桜祭り!【SS集】
征一郎×詩織 『週末ピクニック』
週末の天気予報は、太陽マークひとつの快晴。とても暖かくなるらしい。
「今週末、お花見に行きませんか?」
お昼休みにひと気のない廊下で、こっそりと会っていたわたし達は、デートの計画を立てていた。

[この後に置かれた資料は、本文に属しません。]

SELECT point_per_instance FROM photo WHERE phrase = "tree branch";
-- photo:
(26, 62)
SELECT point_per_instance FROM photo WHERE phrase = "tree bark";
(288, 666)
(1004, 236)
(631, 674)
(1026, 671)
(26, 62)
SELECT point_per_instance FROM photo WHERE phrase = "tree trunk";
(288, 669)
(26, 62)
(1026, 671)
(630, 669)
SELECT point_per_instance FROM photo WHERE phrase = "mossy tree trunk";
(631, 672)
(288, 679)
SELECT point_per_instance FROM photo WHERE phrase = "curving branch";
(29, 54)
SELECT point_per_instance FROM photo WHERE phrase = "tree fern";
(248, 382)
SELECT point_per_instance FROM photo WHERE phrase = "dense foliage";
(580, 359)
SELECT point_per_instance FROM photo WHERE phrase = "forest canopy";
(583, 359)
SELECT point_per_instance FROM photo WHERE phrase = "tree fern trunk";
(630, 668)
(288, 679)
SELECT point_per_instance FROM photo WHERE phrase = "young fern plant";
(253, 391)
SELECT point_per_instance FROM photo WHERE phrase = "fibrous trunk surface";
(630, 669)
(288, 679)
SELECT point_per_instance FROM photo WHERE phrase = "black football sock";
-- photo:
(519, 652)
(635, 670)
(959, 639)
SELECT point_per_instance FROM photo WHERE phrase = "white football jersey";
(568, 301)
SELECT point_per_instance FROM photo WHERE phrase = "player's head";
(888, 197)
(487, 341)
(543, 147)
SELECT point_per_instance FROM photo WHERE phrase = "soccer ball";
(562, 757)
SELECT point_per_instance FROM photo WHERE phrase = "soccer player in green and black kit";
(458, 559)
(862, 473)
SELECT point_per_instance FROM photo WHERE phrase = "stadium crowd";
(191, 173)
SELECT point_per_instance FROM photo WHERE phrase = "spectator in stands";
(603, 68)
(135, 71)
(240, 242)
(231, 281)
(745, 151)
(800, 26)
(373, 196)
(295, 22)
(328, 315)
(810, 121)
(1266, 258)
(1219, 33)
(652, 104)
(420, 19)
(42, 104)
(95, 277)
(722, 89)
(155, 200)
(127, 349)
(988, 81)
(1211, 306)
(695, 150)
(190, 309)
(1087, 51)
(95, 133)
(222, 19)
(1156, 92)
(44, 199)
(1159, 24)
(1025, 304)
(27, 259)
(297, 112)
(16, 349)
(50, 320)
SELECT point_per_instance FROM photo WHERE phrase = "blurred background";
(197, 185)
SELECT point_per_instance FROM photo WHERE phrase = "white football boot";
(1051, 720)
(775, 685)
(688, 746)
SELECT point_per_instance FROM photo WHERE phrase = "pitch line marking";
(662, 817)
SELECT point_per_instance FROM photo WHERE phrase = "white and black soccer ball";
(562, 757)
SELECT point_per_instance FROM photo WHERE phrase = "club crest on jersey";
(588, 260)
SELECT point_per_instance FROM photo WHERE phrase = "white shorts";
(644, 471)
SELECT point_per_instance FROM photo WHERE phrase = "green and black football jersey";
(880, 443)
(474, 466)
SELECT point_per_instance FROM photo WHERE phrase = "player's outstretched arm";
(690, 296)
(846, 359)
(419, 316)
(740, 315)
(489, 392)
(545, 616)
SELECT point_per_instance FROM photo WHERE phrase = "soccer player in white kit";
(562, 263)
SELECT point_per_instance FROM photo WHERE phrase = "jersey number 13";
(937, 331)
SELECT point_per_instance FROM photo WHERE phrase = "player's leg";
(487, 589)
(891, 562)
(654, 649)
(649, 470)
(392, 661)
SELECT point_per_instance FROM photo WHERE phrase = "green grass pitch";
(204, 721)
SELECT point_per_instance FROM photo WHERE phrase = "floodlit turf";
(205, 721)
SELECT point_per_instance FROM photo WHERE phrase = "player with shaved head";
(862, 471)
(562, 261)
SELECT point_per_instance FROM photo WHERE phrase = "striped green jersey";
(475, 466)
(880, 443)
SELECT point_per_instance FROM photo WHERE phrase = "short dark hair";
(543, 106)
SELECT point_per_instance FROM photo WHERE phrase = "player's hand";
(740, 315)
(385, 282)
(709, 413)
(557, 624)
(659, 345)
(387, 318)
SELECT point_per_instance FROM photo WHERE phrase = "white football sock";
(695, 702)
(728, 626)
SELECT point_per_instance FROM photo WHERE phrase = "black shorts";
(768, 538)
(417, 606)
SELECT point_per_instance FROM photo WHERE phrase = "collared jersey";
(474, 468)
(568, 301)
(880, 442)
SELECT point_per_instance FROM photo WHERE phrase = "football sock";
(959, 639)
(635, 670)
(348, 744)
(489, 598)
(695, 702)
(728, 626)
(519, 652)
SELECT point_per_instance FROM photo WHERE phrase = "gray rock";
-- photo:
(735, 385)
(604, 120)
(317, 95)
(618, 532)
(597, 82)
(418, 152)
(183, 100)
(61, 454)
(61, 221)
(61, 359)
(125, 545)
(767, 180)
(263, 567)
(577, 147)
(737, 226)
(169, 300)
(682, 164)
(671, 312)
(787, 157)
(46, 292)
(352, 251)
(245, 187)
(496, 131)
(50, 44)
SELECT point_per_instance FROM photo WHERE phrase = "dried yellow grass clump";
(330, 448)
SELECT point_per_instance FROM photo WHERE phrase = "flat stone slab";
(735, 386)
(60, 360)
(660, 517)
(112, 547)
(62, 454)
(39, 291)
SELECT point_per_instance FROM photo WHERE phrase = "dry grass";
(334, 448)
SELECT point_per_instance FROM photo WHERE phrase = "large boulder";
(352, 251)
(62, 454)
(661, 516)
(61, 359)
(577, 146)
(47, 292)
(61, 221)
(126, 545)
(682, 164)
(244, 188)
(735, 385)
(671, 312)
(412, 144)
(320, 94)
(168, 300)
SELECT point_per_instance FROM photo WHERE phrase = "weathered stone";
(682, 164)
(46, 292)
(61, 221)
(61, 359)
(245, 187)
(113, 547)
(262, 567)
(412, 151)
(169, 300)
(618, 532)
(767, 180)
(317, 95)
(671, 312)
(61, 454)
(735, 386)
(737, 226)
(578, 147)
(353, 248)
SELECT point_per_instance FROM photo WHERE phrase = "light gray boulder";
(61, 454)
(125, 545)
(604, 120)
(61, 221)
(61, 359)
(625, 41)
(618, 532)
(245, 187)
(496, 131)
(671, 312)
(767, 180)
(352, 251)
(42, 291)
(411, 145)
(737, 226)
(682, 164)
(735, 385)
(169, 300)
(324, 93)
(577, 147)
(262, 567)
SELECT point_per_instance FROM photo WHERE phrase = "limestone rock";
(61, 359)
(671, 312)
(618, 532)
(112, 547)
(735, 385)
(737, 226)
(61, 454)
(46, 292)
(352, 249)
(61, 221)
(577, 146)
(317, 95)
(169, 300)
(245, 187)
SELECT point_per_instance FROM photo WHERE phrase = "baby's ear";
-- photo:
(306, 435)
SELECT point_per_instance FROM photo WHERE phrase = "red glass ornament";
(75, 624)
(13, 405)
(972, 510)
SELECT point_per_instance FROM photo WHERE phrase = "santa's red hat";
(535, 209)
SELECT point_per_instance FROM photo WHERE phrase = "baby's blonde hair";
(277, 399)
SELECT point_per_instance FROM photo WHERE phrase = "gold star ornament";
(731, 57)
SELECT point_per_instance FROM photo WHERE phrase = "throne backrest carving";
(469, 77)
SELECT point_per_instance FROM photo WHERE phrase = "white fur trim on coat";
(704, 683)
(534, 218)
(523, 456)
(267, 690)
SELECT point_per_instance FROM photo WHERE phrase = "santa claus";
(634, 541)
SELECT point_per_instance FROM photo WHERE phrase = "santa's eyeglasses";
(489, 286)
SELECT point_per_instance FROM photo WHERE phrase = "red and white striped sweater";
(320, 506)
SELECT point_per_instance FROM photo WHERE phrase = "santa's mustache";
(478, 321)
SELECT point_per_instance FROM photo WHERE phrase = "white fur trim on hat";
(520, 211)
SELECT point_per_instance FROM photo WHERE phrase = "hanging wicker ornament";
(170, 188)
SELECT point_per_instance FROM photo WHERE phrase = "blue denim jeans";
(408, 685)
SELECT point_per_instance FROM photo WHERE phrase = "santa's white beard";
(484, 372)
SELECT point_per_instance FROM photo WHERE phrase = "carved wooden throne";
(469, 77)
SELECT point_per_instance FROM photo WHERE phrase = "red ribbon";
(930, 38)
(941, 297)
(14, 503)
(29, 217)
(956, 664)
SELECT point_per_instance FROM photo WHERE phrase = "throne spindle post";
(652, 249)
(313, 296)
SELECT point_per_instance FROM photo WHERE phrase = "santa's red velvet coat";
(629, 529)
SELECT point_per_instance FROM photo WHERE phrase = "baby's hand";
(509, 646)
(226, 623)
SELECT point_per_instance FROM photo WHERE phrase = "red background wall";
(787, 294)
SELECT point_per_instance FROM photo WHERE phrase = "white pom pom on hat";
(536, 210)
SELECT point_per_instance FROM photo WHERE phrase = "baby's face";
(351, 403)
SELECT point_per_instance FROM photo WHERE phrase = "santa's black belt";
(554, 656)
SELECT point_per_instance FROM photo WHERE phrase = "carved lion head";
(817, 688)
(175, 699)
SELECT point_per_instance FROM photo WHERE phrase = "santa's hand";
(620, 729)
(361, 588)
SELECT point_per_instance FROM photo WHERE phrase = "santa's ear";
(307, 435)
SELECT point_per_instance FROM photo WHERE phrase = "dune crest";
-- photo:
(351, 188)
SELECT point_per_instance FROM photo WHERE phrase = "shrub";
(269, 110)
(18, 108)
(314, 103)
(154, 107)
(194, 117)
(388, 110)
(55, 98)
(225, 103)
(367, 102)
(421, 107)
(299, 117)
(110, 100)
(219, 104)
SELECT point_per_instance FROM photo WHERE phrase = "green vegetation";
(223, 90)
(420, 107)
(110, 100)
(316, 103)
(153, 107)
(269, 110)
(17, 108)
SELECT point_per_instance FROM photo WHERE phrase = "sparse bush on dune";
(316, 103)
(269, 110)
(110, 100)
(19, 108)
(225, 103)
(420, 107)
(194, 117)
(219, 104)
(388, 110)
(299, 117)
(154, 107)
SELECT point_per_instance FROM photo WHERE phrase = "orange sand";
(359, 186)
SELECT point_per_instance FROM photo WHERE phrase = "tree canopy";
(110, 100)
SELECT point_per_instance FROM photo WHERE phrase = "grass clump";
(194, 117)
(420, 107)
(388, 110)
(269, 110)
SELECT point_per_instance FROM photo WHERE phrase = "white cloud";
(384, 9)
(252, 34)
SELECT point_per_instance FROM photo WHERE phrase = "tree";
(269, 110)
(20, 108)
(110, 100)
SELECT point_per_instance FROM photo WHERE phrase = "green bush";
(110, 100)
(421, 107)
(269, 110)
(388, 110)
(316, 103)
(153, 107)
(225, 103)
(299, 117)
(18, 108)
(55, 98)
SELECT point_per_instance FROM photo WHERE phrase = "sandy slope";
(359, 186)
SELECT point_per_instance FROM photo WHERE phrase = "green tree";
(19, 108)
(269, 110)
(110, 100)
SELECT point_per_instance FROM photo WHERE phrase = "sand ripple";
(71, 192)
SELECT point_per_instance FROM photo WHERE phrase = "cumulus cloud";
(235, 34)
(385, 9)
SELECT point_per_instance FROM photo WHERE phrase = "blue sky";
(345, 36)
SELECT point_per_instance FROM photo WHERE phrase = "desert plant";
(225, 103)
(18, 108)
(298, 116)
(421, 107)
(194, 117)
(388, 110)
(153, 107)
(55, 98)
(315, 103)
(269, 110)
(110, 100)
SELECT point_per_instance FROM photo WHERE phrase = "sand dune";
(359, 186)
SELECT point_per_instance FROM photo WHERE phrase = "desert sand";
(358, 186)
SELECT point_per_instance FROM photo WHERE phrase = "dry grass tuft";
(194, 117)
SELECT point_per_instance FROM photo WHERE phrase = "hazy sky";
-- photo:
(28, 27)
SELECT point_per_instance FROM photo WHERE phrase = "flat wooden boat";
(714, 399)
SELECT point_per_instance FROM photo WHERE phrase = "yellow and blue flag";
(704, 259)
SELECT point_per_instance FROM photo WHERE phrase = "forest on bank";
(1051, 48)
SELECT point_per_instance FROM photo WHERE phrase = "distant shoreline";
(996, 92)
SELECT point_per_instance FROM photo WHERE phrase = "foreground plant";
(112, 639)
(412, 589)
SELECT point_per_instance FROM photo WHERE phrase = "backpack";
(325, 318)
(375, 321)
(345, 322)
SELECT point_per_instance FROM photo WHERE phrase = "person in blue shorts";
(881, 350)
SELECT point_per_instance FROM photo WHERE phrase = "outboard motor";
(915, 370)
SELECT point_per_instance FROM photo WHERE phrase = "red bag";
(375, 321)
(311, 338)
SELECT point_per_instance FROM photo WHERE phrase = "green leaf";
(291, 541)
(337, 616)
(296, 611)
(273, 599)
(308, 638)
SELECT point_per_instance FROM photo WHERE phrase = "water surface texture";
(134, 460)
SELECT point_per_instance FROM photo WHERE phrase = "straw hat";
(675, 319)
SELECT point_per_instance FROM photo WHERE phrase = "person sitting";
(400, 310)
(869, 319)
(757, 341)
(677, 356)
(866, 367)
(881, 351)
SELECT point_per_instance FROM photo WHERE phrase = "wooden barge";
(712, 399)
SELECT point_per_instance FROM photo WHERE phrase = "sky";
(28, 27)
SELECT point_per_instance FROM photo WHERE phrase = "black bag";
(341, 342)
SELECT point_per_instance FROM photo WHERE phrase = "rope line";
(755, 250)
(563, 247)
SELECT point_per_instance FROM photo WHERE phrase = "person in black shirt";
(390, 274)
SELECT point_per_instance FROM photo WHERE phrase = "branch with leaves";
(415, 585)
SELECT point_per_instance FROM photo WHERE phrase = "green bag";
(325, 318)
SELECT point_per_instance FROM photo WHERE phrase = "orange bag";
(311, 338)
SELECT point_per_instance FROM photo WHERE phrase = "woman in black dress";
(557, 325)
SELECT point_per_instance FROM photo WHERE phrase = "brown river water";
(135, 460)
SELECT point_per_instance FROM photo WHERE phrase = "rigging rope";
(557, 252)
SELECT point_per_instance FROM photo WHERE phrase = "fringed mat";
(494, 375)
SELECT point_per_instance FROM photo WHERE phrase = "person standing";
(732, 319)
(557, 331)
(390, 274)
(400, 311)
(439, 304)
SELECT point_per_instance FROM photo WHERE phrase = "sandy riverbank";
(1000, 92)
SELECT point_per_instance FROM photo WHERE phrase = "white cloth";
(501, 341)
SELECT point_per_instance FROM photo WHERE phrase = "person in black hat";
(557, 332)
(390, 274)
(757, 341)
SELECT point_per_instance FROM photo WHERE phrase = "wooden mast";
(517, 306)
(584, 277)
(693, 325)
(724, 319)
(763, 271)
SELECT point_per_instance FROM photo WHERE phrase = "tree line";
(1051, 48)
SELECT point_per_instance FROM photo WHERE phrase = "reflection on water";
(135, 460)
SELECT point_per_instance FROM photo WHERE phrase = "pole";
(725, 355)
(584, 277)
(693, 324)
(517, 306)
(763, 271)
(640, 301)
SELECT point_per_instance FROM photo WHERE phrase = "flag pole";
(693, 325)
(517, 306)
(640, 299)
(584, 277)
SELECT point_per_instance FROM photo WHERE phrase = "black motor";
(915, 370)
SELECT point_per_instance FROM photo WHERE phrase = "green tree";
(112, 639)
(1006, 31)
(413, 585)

「ああ、俺もちょうど誘おうかと思っていた。……同じことを考えていたんだな」
征一郎さんは少し照れくさそうに、眼鏡を押し上げる。
「わたし、お弁当作っていきますね」
「お弁当……!? ありがとう、すごく楽しみだ」
声を弾ませると、嬉しそうにはにかむ。まるで、プレゼントをもらう前の子どもみたいだ。
これは、頑張って美味しいお弁当を作らないと……!
密かに気合いを入れると、メニューを考えた。
「卵焼きはしょっぱいより甘い派、おにぎりは鮭と梅と……うん、彩りも完璧!」
会社へ行くときより早起きし、お弁当を作り終えたわたしは、ひとりで歓声をあげた。
三段重ねのランチボックスには征一郎さんの大好きなものばかりを詰め込んでいる。
「あっ、そろそろ準備しないと……!」
もちろん、メイクもかかさない。会社では相変わらずほぼスッピンだけど、征一郎さんとデートするときはちゃんとしているので、最近腕が上達した。
髪もゆるくハーフアップにしよう。春色のシャツにジーパン、スニーカー……レジャーシートも忘れない。
「楽しみだなぁ……」
征一郎さんから「美味しい」のひと言がもらえれば、きっと最高のお花見になる。今にもスキップしそうな足取りで家を出た。